Ordonnance N°382
N° RG 26/00402 - N° Portalis DBVH-V-B7K-J5NI
Recours c/ déci TJ [Localité 1]
24 avril 2026
[L]
C/
[S] [Z]
COUR D'APPEL DE NÎMES
Cabinet du Premier Président
Ordonnance du 27 AVRIL 2026
(Au titre de l'article L. 742-4 du CESEDA)
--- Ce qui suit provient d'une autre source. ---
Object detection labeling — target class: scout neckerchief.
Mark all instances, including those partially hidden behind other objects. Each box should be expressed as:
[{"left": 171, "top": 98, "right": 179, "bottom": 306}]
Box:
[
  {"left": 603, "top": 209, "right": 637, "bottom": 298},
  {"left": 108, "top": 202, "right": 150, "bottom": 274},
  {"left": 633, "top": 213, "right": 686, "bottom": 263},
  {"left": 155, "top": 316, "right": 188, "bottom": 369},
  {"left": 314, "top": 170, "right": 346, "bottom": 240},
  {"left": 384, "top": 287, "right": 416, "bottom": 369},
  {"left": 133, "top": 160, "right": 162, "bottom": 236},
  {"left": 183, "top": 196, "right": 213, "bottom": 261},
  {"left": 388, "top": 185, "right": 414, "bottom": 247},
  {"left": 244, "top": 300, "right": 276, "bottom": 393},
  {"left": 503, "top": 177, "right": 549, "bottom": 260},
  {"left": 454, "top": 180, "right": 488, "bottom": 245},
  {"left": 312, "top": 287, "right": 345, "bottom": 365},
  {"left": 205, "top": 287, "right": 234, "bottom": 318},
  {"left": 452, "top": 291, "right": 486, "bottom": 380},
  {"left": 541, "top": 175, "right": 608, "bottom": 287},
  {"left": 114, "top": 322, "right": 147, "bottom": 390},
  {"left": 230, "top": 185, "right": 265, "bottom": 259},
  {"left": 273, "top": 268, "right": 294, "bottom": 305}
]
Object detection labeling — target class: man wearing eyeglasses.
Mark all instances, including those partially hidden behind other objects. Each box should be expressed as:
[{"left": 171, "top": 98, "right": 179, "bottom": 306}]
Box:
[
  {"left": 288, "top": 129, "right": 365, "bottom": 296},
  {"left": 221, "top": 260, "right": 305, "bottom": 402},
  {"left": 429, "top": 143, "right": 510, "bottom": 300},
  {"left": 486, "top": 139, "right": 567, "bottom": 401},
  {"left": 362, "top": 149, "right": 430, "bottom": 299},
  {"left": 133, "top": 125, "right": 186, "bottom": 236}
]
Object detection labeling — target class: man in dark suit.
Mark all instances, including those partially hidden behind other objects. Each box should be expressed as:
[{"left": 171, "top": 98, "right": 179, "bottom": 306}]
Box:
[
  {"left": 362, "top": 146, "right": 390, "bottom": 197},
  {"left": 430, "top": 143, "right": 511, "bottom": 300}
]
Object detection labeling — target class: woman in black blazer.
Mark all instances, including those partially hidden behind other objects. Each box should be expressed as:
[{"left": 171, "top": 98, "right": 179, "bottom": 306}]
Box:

Nous, Mme Marine KARSENTI, Conseillère à la Cour d'Appel de Nîmes, désignée par le Premier Président de la Cour d'Appel de Nîmes pour statuer sur les appels des ordonnances du magistrat du siège du tribunal judiciaire de Nîmes en charge du contentieux de la rétention administrative, rendues en application des dispositions des articles L 742-1 et suivants du Code de l'Entrée et du Séjour des Etrangers et du Droit de l'Asile (CESEDA), assistée de Mme Audrey BACHIMONT, Greffière,
En vertu de l'article L.743-7 du code de l'entrée et du séjour des étrangers et du droit d'asile une visioconférence a été organisée entre la cour d'appel de Nîmes et le centre de rétention administrative de [Etablissement 1] pour la tenue de l'audience.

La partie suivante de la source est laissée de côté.